Hawaii was the last place Grace Christiansen ever imagined she'd vacation, much less fall in love. But when her family surprises her with a cooking retreat in paradise, she is pulled - or maybe yanked - away from her predictable, safe life and thrown headfirst into the adventure of a lifetime. 

Maxwell Sharpe may make his living on the ice as a pro hockey player, but he feels most at home in the kitchen. Which is why he lives for the three-week culinary vacation he takes each year in Hawaii. Upon being paired with Grace for a cooking competition, Max finds himself drawn to her passion, confidence, and perseverance. But just when Grace dares to dream of a future beyond her hometown, Max pulls away.

Wrestling with personal demons, Max fights against opening his heart to a love he knows he should never hope for. And as his secrets unfold, Grace is torn between the safe path in front of her and what her heart truly desires.

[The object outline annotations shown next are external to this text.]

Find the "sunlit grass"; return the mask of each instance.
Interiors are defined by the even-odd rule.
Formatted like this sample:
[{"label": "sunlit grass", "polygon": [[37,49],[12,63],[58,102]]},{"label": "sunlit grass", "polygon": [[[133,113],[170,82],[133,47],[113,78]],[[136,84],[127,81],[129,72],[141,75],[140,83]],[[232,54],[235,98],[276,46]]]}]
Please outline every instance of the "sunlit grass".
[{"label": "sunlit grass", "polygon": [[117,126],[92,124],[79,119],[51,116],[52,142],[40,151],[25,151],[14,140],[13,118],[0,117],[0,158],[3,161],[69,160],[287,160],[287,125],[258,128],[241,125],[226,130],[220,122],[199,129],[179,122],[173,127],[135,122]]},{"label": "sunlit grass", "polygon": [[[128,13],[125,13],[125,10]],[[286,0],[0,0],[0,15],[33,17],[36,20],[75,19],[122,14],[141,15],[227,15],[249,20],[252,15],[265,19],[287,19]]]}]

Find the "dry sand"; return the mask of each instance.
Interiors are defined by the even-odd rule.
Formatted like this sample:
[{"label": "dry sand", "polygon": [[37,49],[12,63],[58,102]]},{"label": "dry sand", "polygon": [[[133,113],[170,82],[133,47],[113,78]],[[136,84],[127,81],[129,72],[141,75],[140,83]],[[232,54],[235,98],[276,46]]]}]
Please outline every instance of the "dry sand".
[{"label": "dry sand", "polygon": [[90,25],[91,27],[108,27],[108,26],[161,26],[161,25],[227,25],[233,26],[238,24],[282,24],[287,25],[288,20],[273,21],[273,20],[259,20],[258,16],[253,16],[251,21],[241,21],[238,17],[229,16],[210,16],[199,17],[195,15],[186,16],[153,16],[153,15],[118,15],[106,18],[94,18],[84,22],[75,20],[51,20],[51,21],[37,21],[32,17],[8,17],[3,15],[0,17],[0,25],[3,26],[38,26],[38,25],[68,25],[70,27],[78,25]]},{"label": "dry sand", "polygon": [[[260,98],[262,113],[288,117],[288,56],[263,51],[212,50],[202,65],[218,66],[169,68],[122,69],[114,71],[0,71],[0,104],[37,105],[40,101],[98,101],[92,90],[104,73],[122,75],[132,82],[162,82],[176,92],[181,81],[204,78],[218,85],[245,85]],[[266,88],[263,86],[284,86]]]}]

If love means sacrificing her ideal happily ever after, Grace's faith will face its toughest test yet. 

I've been a fan of Susan May Warren and I wasn't disappointed with this book! I love the way Grace finally let go of her reservations and jumped life. I love the way she could throw things together and make amazing dishes - I want to be a confident in the kitchen like that. I liked how Grace and Max had different cooking techniques but it was those differences that made them such a great team. I love the journey that Grace went through in the book. She let go of her fears and gave them to God. One of my favorite parts was when she came across the church service on the beach and was baptized. Surrendering to God and His plan is such a beautiful thing. There are so many other stories going on at the same time and I want to know how those turn out - Casper, Raina, Owen, and Amelia! This was a fun story but also serious. Max was facing some big fears...but finally realized he wasn't really living by playing it safe. This was a good read and I'm looking forward to the next Christiansen novel! 

I received a copy of this book from Litfuse Publicity Group for my honest review.